3. Hollyhock asks about the “voice” in her head

Back when BoJack thought that Hollyhock was his estranged daughter and not his estranged half-sister, she asked him for some parenting advice as they sat by the pool together. She told him about the “tiny voice” in her head that tells her she’s “worthless and stupid and ugly,” and asked if that voice ever goes away.

BoJack is painfully aware that it doesn’t, but he also knows what Hollyhock needs to hear, so he lies and tells her it does. What makes the scene even more painful is that we’ve glimpsed inside BoJack’s mind and seen that the voice in his head is louder than ever.

2. The death of Sarah Lynn

BoJack Horseman and Sarah Lynn in the planetarium

This one was inevitable, but it still crushed BoJack fans when it happened. The death of Sarah Lynn has affected BoJack in many ways in the years since it happened. Part of him feels responsible because it happened when the two were on a drug-induced bender together.

Part of him wishes it had been him instead of Sarah Lynn, who was young and misunderstood instead of irreparably broken like him. As a child star who grew up in the spotlight, Sarah Lynn’s drug addiction is understandable and agonizingly believable. There are few TV deaths as heartbreaking as this one was.

1. BoJack’s mom recognizes him

To be fair, the entire season 4 episode “Time’s Arrow” could be included on this list. It’s a timely and poignant examination of the heartbreaking effects of dementia. The whole episode takes a nonlinear structure as it takes place in the confused mind of BoJack’s mother.
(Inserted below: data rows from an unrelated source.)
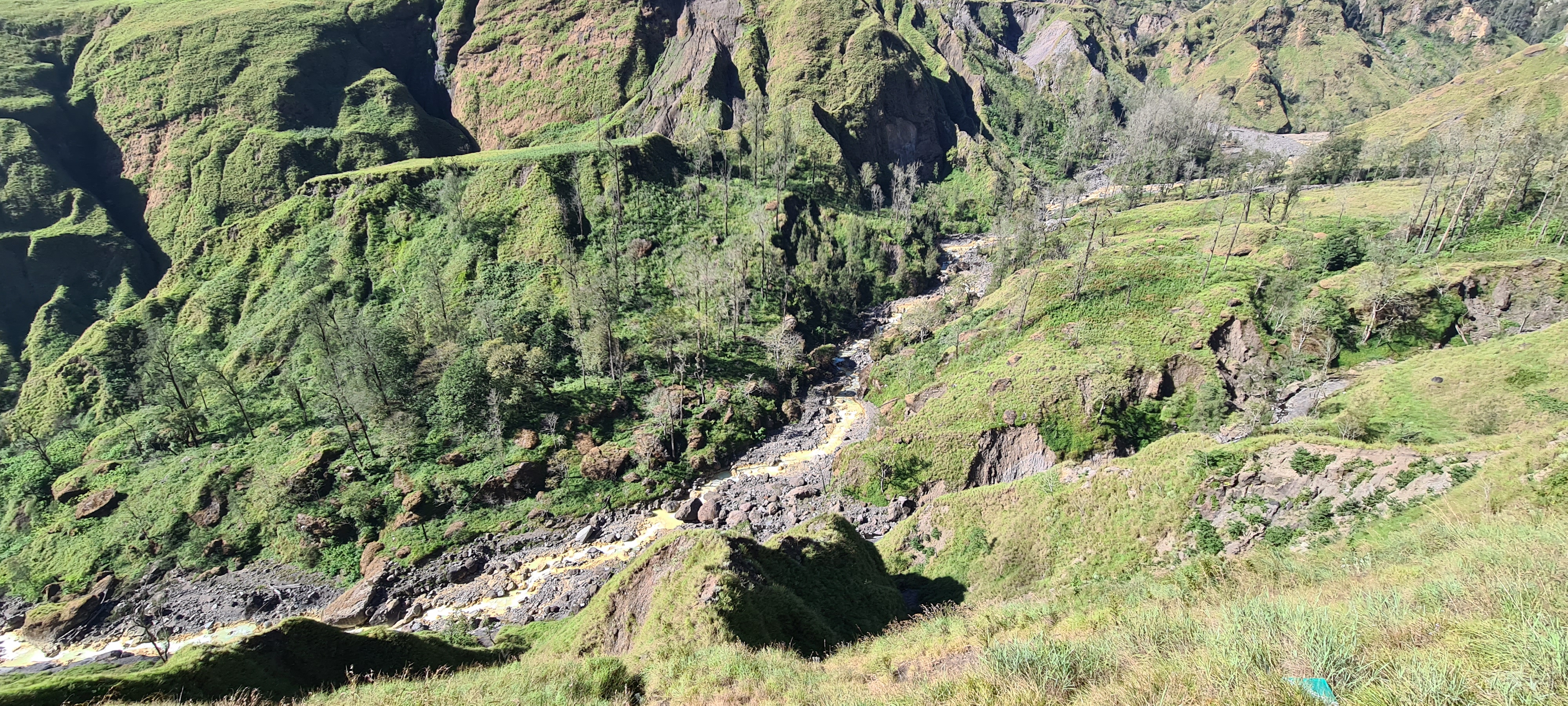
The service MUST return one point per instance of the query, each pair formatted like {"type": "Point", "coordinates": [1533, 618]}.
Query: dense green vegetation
{"type": "Point", "coordinates": [281, 278]}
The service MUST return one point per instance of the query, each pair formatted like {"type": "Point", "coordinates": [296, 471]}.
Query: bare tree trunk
{"type": "Point", "coordinates": [1089, 247]}
{"type": "Point", "coordinates": [1214, 247]}
{"type": "Point", "coordinates": [1247, 208]}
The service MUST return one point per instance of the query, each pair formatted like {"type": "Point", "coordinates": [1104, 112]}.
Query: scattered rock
{"type": "Point", "coordinates": [49, 622]}
{"type": "Point", "coordinates": [710, 511]}
{"type": "Point", "coordinates": [68, 489]}
{"type": "Point", "coordinates": [405, 520]}
{"type": "Point", "coordinates": [311, 479]}
{"type": "Point", "coordinates": [354, 608]}
{"type": "Point", "coordinates": [689, 511]}
{"type": "Point", "coordinates": [606, 462]}
{"type": "Point", "coordinates": [209, 515]}
{"type": "Point", "coordinates": [517, 482]}
{"type": "Point", "coordinates": [802, 493]}
{"type": "Point", "coordinates": [316, 526]}
{"type": "Point", "coordinates": [650, 446]}
{"type": "Point", "coordinates": [98, 504]}
{"type": "Point", "coordinates": [465, 572]}
{"type": "Point", "coordinates": [369, 556]}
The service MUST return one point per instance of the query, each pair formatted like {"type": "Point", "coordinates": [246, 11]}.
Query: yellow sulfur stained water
{"type": "Point", "coordinates": [15, 652]}
{"type": "Point", "coordinates": [529, 578]}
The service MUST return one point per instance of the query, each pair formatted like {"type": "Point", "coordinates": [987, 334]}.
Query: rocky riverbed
{"type": "Point", "coordinates": [501, 578]}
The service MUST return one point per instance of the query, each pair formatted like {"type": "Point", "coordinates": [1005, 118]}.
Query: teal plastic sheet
{"type": "Point", "coordinates": [1315, 686]}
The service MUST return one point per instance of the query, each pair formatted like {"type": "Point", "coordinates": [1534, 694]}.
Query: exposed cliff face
{"type": "Point", "coordinates": [250, 103]}
{"type": "Point", "coordinates": [1011, 454]}
{"type": "Point", "coordinates": [1321, 65]}
{"type": "Point", "coordinates": [60, 253]}
{"type": "Point", "coordinates": [810, 589]}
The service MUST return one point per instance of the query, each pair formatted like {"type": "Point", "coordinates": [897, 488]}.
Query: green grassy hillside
{"type": "Point", "coordinates": [1536, 78]}
{"type": "Point", "coordinates": [1448, 602]}
{"type": "Point", "coordinates": [303, 282]}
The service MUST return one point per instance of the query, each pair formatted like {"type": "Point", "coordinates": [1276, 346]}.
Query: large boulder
{"type": "Point", "coordinates": [51, 622]}
{"type": "Point", "coordinates": [689, 509]}
{"type": "Point", "coordinates": [710, 511]}
{"type": "Point", "coordinates": [517, 482]}
{"type": "Point", "coordinates": [606, 462]}
{"type": "Point", "coordinates": [68, 489]}
{"type": "Point", "coordinates": [650, 446]}
{"type": "Point", "coordinates": [360, 602]}
{"type": "Point", "coordinates": [810, 589]}
{"type": "Point", "coordinates": [98, 504]}
{"type": "Point", "coordinates": [316, 526]}
{"type": "Point", "coordinates": [313, 479]}
{"type": "Point", "coordinates": [209, 515]}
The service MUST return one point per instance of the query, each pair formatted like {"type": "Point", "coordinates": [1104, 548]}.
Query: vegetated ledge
{"type": "Point", "coordinates": [644, 151]}
{"type": "Point", "coordinates": [296, 658]}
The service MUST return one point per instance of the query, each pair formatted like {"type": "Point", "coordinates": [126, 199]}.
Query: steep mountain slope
{"type": "Point", "coordinates": [374, 288]}
{"type": "Point", "coordinates": [1323, 65]}
{"type": "Point", "coordinates": [1534, 81]}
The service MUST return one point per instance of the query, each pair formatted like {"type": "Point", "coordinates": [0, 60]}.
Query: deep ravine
{"type": "Point", "coordinates": [501, 578]}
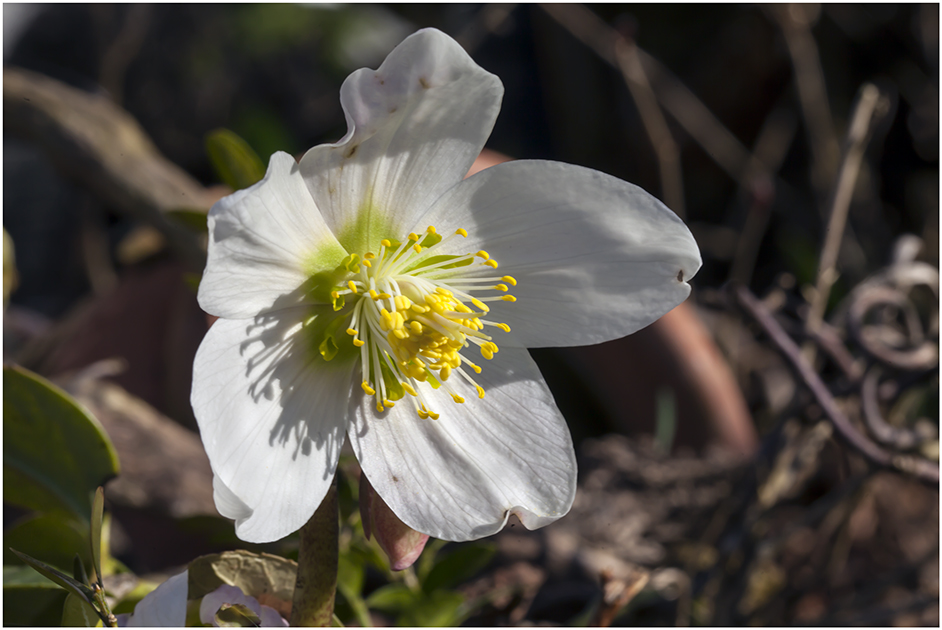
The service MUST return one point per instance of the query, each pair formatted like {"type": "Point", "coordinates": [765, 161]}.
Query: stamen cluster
{"type": "Point", "coordinates": [412, 319]}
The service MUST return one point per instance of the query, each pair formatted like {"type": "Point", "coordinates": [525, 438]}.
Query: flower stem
{"type": "Point", "coordinates": [316, 586]}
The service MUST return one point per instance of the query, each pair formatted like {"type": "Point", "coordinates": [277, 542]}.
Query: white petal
{"type": "Point", "coordinates": [461, 476]}
{"type": "Point", "coordinates": [264, 242]}
{"type": "Point", "coordinates": [272, 419]}
{"type": "Point", "coordinates": [164, 606]}
{"type": "Point", "coordinates": [415, 126]}
{"type": "Point", "coordinates": [596, 258]}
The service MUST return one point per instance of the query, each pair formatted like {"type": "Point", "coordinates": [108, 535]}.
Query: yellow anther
{"type": "Point", "coordinates": [481, 305]}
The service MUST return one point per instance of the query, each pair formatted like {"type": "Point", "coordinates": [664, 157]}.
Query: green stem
{"type": "Point", "coordinates": [316, 586]}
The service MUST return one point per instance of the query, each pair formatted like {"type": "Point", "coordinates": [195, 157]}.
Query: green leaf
{"type": "Point", "coordinates": [29, 599]}
{"type": "Point", "coordinates": [254, 573]}
{"type": "Point", "coordinates": [234, 160]}
{"type": "Point", "coordinates": [65, 581]}
{"type": "Point", "coordinates": [441, 608]}
{"type": "Point", "coordinates": [98, 511]}
{"type": "Point", "coordinates": [458, 566]}
{"type": "Point", "coordinates": [53, 537]}
{"type": "Point", "coordinates": [391, 598]}
{"type": "Point", "coordinates": [78, 613]}
{"type": "Point", "coordinates": [190, 218]}
{"type": "Point", "coordinates": [54, 452]}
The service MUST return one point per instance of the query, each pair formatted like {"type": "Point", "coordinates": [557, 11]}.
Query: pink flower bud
{"type": "Point", "coordinates": [401, 543]}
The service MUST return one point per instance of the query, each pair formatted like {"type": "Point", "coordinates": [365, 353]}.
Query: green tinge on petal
{"type": "Point", "coordinates": [394, 389]}
{"type": "Point", "coordinates": [326, 256]}
{"type": "Point", "coordinates": [370, 226]}
{"type": "Point", "coordinates": [325, 337]}
{"type": "Point", "coordinates": [434, 260]}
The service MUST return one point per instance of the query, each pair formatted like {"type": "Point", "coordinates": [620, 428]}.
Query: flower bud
{"type": "Point", "coordinates": [401, 543]}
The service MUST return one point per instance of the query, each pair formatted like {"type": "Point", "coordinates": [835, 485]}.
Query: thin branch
{"type": "Point", "coordinates": [796, 20]}
{"type": "Point", "coordinates": [857, 138]}
{"type": "Point", "coordinates": [695, 118]}
{"type": "Point", "coordinates": [659, 135]}
{"type": "Point", "coordinates": [923, 469]}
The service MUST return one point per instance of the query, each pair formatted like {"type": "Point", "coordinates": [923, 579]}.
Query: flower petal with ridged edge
{"type": "Point", "coordinates": [264, 242]}
{"type": "Point", "coordinates": [272, 417]}
{"type": "Point", "coordinates": [461, 476]}
{"type": "Point", "coordinates": [415, 126]}
{"type": "Point", "coordinates": [595, 258]}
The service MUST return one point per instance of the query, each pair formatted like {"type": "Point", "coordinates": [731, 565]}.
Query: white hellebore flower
{"type": "Point", "coordinates": [366, 291]}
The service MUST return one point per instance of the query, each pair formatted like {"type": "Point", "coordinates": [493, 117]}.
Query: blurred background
{"type": "Point", "coordinates": [716, 487]}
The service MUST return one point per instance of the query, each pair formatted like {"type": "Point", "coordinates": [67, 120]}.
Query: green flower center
{"type": "Point", "coordinates": [414, 315]}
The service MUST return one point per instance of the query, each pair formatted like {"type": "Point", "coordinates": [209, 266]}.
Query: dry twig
{"type": "Point", "coordinates": [923, 469]}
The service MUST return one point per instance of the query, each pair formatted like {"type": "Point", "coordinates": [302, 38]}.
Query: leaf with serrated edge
{"type": "Point", "coordinates": [255, 573]}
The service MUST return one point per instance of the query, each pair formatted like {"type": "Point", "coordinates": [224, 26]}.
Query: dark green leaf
{"type": "Point", "coordinates": [98, 511]}
{"type": "Point", "coordinates": [78, 570]}
{"type": "Point", "coordinates": [53, 537]}
{"type": "Point", "coordinates": [391, 598]}
{"type": "Point", "coordinates": [458, 566]}
{"type": "Point", "coordinates": [234, 160]}
{"type": "Point", "coordinates": [57, 576]}
{"type": "Point", "coordinates": [54, 452]}
{"type": "Point", "coordinates": [29, 599]}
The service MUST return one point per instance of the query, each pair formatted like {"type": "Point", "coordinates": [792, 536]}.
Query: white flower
{"type": "Point", "coordinates": [166, 606]}
{"type": "Point", "coordinates": [360, 294]}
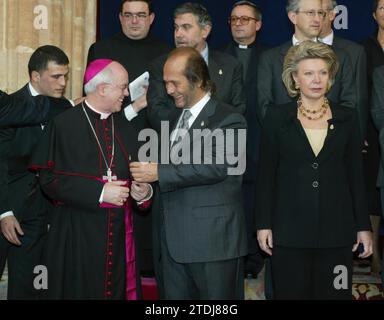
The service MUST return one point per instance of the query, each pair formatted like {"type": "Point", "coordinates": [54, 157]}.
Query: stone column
{"type": "Point", "coordinates": [28, 24]}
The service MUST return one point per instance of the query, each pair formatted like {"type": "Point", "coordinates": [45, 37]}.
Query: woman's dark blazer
{"type": "Point", "coordinates": [309, 201]}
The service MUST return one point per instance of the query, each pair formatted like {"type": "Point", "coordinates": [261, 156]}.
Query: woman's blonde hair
{"type": "Point", "coordinates": [303, 51]}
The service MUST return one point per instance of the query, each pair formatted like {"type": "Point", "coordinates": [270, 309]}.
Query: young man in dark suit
{"type": "Point", "coordinates": [23, 209]}
{"type": "Point", "coordinates": [26, 110]}
{"type": "Point", "coordinates": [201, 224]}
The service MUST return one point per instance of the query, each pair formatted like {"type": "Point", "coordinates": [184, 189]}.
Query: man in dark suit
{"type": "Point", "coordinates": [307, 17]}
{"type": "Point", "coordinates": [245, 22]}
{"type": "Point", "coordinates": [356, 56]}
{"type": "Point", "coordinates": [202, 225]}
{"type": "Point", "coordinates": [193, 25]}
{"type": "Point", "coordinates": [26, 110]}
{"type": "Point", "coordinates": [22, 206]}
{"type": "Point", "coordinates": [134, 47]}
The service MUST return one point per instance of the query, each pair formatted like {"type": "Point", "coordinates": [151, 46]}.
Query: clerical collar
{"type": "Point", "coordinates": [204, 53]}
{"type": "Point", "coordinates": [32, 90]}
{"type": "Point", "coordinates": [103, 115]}
{"type": "Point", "coordinates": [196, 109]}
{"type": "Point", "coordinates": [296, 41]}
{"type": "Point", "coordinates": [328, 39]}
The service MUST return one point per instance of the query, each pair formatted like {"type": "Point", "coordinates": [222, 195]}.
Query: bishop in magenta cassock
{"type": "Point", "coordinates": [83, 164]}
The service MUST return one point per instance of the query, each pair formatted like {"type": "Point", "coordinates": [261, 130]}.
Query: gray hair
{"type": "Point", "coordinates": [104, 76]}
{"type": "Point", "coordinates": [200, 12]}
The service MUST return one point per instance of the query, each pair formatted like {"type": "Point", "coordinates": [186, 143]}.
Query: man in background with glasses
{"type": "Point", "coordinates": [134, 47]}
{"type": "Point", "coordinates": [307, 17]}
{"type": "Point", "coordinates": [245, 22]}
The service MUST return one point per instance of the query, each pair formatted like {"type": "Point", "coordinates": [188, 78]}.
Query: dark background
{"type": "Point", "coordinates": [276, 26]}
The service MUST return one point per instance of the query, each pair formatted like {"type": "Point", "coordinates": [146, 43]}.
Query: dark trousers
{"type": "Point", "coordinates": [217, 280]}
{"type": "Point", "coordinates": [254, 260]}
{"type": "Point", "coordinates": [304, 274]}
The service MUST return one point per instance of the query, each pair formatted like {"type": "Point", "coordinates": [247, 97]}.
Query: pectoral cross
{"type": "Point", "coordinates": [109, 176]}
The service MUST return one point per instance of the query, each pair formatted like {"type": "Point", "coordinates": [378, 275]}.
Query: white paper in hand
{"type": "Point", "coordinates": [137, 86]}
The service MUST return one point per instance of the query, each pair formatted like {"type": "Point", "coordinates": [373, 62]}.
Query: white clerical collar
{"type": "Point", "coordinates": [103, 115]}
{"type": "Point", "coordinates": [328, 39]}
{"type": "Point", "coordinates": [196, 109]}
{"type": "Point", "coordinates": [204, 53]}
{"type": "Point", "coordinates": [32, 90]}
{"type": "Point", "coordinates": [296, 41]}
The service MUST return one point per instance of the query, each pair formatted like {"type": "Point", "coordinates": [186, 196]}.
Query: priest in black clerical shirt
{"type": "Point", "coordinates": [134, 47]}
{"type": "Point", "coordinates": [245, 22]}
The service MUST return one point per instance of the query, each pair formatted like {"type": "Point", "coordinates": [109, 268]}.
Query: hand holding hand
{"type": "Point", "coordinates": [139, 191]}
{"type": "Point", "coordinates": [365, 238]}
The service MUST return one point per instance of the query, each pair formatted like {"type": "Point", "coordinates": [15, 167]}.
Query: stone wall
{"type": "Point", "coordinates": [28, 24]}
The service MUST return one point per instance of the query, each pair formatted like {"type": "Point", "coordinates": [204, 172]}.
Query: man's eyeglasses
{"type": "Point", "coordinates": [244, 20]}
{"type": "Point", "coordinates": [313, 13]}
{"type": "Point", "coordinates": [130, 15]}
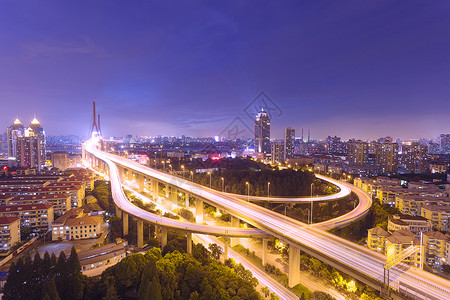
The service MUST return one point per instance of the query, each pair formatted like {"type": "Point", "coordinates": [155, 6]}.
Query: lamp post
{"type": "Point", "coordinates": [210, 183]}
{"type": "Point", "coordinates": [248, 191]}
{"type": "Point", "coordinates": [312, 184]}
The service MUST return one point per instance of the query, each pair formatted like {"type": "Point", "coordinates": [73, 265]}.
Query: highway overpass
{"type": "Point", "coordinates": [357, 261]}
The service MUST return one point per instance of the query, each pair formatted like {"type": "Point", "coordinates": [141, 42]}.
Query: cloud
{"type": "Point", "coordinates": [83, 45]}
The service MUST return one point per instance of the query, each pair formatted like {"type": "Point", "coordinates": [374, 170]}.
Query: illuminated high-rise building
{"type": "Point", "coordinates": [357, 153]}
{"type": "Point", "coordinates": [387, 157]}
{"type": "Point", "coordinates": [278, 152]}
{"type": "Point", "coordinates": [444, 144]}
{"type": "Point", "coordinates": [289, 139]}
{"type": "Point", "coordinates": [414, 157]}
{"type": "Point", "coordinates": [27, 145]}
{"type": "Point", "coordinates": [12, 133]}
{"type": "Point", "coordinates": [262, 132]}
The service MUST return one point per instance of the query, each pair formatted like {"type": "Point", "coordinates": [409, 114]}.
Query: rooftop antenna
{"type": "Point", "coordinates": [94, 122]}
{"type": "Point", "coordinates": [99, 127]}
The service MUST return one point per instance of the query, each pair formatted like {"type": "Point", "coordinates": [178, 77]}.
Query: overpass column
{"type": "Point", "coordinates": [225, 250]}
{"type": "Point", "coordinates": [163, 237]}
{"type": "Point", "coordinates": [125, 223]}
{"type": "Point", "coordinates": [174, 198]}
{"type": "Point", "coordinates": [118, 212]}
{"type": "Point", "coordinates": [189, 243]}
{"type": "Point", "coordinates": [155, 188]}
{"type": "Point", "coordinates": [140, 179]}
{"type": "Point", "coordinates": [234, 223]}
{"type": "Point", "coordinates": [264, 252]}
{"type": "Point", "coordinates": [198, 210]}
{"type": "Point", "coordinates": [167, 191]}
{"type": "Point", "coordinates": [187, 196]}
{"type": "Point", "coordinates": [294, 265]}
{"type": "Point", "coordinates": [120, 170]}
{"type": "Point", "coordinates": [140, 233]}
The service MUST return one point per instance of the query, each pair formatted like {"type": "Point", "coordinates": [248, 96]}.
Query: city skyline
{"type": "Point", "coordinates": [354, 70]}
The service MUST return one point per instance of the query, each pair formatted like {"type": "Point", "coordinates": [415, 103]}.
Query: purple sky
{"type": "Point", "coordinates": [361, 69]}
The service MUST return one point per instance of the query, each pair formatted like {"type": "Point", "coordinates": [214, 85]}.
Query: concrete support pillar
{"type": "Point", "coordinates": [163, 237]}
{"type": "Point", "coordinates": [187, 197]}
{"type": "Point", "coordinates": [140, 179]}
{"type": "Point", "coordinates": [198, 210]}
{"type": "Point", "coordinates": [189, 243]}
{"type": "Point", "coordinates": [120, 169]}
{"type": "Point", "coordinates": [294, 265]}
{"type": "Point", "coordinates": [264, 258]}
{"type": "Point", "coordinates": [140, 233]}
{"type": "Point", "coordinates": [125, 223]}
{"type": "Point", "coordinates": [118, 212]}
{"type": "Point", "coordinates": [225, 250]}
{"type": "Point", "coordinates": [155, 189]}
{"type": "Point", "coordinates": [234, 223]}
{"type": "Point", "coordinates": [167, 191]}
{"type": "Point", "coordinates": [174, 198]}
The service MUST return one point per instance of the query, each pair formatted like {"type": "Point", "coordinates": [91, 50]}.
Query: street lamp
{"type": "Point", "coordinates": [210, 184]}
{"type": "Point", "coordinates": [312, 184]}
{"type": "Point", "coordinates": [248, 191]}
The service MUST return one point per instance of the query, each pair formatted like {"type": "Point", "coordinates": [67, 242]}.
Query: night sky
{"type": "Point", "coordinates": [362, 69]}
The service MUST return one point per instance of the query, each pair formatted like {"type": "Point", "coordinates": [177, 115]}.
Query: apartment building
{"type": "Point", "coordinates": [438, 214]}
{"type": "Point", "coordinates": [435, 248]}
{"type": "Point", "coordinates": [76, 224]}
{"type": "Point", "coordinates": [59, 202]}
{"type": "Point", "coordinates": [37, 216]}
{"type": "Point", "coordinates": [414, 224]}
{"type": "Point", "coordinates": [376, 239]}
{"type": "Point", "coordinates": [9, 233]}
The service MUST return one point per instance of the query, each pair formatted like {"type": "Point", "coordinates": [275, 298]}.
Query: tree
{"type": "Point", "coordinates": [49, 290]}
{"type": "Point", "coordinates": [128, 272]}
{"type": "Point", "coordinates": [318, 295]}
{"type": "Point", "coordinates": [265, 290]}
{"type": "Point", "coordinates": [111, 293]}
{"type": "Point", "coordinates": [150, 288]}
{"type": "Point", "coordinates": [216, 251]}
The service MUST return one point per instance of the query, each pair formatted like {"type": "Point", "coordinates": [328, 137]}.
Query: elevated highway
{"type": "Point", "coordinates": [357, 261]}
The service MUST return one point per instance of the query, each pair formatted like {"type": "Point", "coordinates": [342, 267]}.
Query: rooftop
{"type": "Point", "coordinates": [7, 220]}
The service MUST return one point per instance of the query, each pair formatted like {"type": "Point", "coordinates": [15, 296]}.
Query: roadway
{"type": "Point", "coordinates": [355, 260]}
{"type": "Point", "coordinates": [344, 191]}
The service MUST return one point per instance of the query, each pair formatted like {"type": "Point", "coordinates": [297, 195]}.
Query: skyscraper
{"type": "Point", "coordinates": [27, 145]}
{"type": "Point", "coordinates": [12, 133]}
{"type": "Point", "coordinates": [387, 157]}
{"type": "Point", "coordinates": [289, 139]}
{"type": "Point", "coordinates": [262, 132]}
{"type": "Point", "coordinates": [357, 153]}
{"type": "Point", "coordinates": [277, 152]}
{"type": "Point", "coordinates": [444, 144]}
{"type": "Point", "coordinates": [414, 157]}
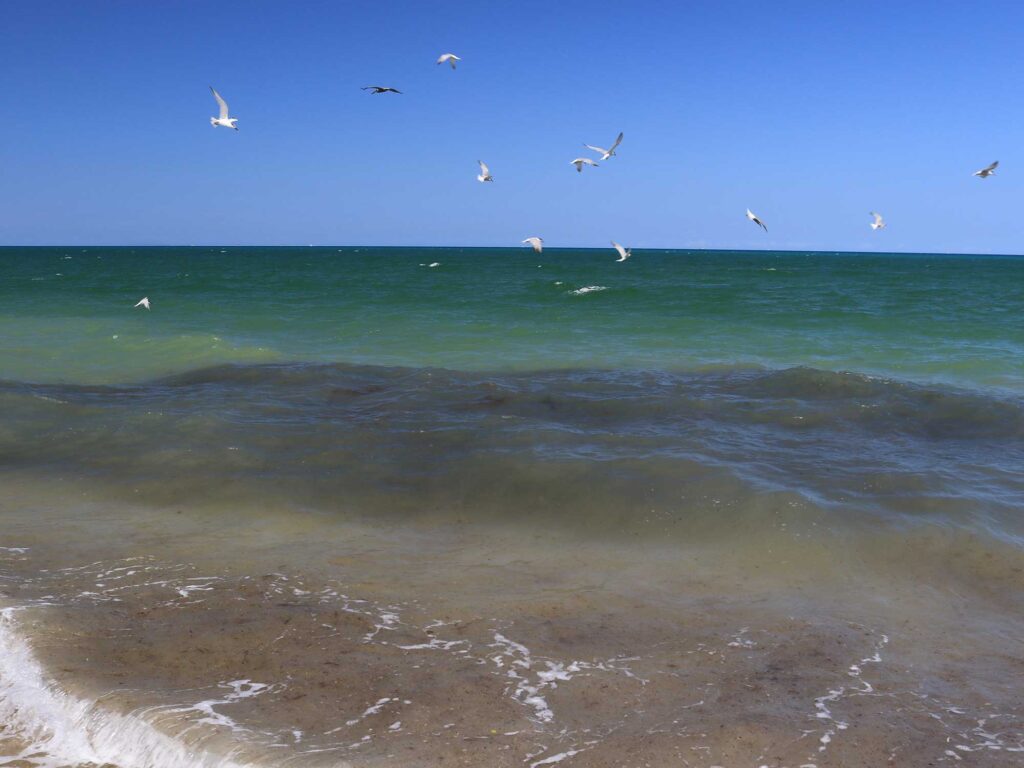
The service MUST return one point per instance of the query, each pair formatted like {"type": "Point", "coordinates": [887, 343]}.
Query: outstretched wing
{"type": "Point", "coordinates": [221, 102]}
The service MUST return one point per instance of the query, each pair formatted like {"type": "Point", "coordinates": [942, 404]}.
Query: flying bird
{"type": "Point", "coordinates": [223, 120]}
{"type": "Point", "coordinates": [581, 162]}
{"type": "Point", "coordinates": [450, 57]}
{"type": "Point", "coordinates": [756, 220]}
{"type": "Point", "coordinates": [605, 154]}
{"type": "Point", "coordinates": [537, 243]}
{"type": "Point", "coordinates": [987, 171]}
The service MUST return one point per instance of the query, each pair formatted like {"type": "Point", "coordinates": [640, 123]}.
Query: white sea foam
{"type": "Point", "coordinates": [56, 728]}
The episode has some tragic revelations about where Hollyhock came from, as well as some melancholic recreations of childhood memories, animated not as they happened, but how she would remember them. But arguably, the saddest moment in the whole episode – and the whole show – also has an element of hopefulness. BoJack is about to leave his mother in a dank, disgusting nursing home, and as he’s leaving, she recognizes him, inspiring a change of heart.